Alle drei seien "anscheinend bei guter Gesundheit", erklärte die Polizei kurz nach der Befreiung. Sie wurden zunächst in ein Krankenhaus gebracht, einem Gesundheitscheck unterzogen und zum ersten Mal seit einer Dekade wieder mit ihren Verwandten zusammengeführt. Am Dienstagvormittag (Ortszeit) durften die Frauen wieder nach Hause zu ihren Familien.

Die Polizei hat im Zusammenhang mit dem Fall bereits drei Verdächtige festgenommen. Nach Behördenangaben handelt es sich dabei um drei Brüder im Alter von 50, 52 und 54 Jahren. Die Polizei geht davon aus, dass nur der 52-Jährige dauerhaft in dem Haus mit den drei jungen Frauen gewohnt haben soll. Bei einer Pressekonferenz am Dienstagnachmittag bestätigten die Behörden Medienberichte, denen zufolge der Mann in den vergangenen Jahren bereits einmal mit der Polizei in Kontakt gekommen war.

Der Schulbusfahrer hat demnach im Jahr 2004 ein Kind allein in seinem Bus eingesperrt. Dies sei jeduch unabsichtlich geschehen. Der Mann sei ausgestiegen, habe sich etwas zu essen geholt und habe erst beim Einsteigen bemerkt, dass sich das Kind noch im Bus befand. Grund zur Annahme eines kriminellen Hintergrunds habe es damals nicht gegeben.

Die Brüder besitzen noch weitere Immobilien. Diese sollen nun durchsucht werden. Auch das Haus, in dem die drei Frauen gefangengehalten wurden, wird jetzt von der Polizei auseinandergenommen. Fragen, wie es in dem Wohnhaus aussehe und mit welchen Mitteln ein Ausbruch der drei Frauen über zehn Jahre hinweg verhindert werden konnte, wollte die Polizei bei der Pressekonferenz nicht beantworten.
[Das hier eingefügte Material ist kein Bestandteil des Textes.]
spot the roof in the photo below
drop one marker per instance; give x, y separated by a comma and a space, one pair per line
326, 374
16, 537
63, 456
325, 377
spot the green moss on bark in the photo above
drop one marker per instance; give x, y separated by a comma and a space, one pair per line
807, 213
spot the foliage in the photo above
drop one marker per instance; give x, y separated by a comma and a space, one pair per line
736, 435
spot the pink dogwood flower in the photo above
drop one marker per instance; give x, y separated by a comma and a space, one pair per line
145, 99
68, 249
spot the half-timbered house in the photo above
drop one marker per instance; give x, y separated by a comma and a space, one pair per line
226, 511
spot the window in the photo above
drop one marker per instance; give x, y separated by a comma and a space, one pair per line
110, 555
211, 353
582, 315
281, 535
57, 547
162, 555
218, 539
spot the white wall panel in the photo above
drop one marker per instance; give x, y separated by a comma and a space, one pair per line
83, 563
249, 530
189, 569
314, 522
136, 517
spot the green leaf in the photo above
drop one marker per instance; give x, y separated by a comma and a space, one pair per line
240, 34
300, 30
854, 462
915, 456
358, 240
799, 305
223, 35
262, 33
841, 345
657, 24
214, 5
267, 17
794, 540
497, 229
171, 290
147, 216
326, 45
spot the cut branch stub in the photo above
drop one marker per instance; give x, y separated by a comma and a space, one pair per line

Kind in Gefangenschaft geboren

Die Details der jahrelangen Gefangenschaft der drei Frauen waren zunächst noch unklar. Mindestens eine von ihnen brachte in der Zeit jedoch offenbar ein Kind zur Welt. Ein Notarzt, der die Frauen untersuchte, sagte, sie seien in guter Verfassung. "Dies ist nicht das Ende, das solche Geschichten normalerweise nehmen, deswegen freuen wir uns sehr für sie", sagte der Mediziner Gerald Maloney vor Reportern.

Hunderte jubelnde Menschen versammelten sich in der normalerweise ruhigen Wohnstraße und feierten die Nachricht, dass die Vermissten noch am Leben sind. Ramsey wird wie ein Held gefeiert, gibt nationalen Medien Interviews. Er habe gerade "gemütlich Fastfood gegessen", als er die Schreie von Amanda Berry gehört habe. Er sei schockiert über das, was sein Nachbar vermutlich getan habe, sagte Ramsey dem Sender "NewsNet5": "Ich wohne seit einem Jahr hier. Dieser Kerl und ich haben oft zusammen Barbecue gemacht und Salsa-Musik gehört. Ich hatte ja keine Ahnung, dass in seinem Haus dieses Mädchen und noch andere waren."

Der Onkel der Festgenommenen sagte, Angehörige seiner Familie und der Familie der befreiten DeJesus seien gemeinsam aufgewachsen. "Alle sind schockiert." Er habe seinen Neffen als "guten Kerl" gekannt.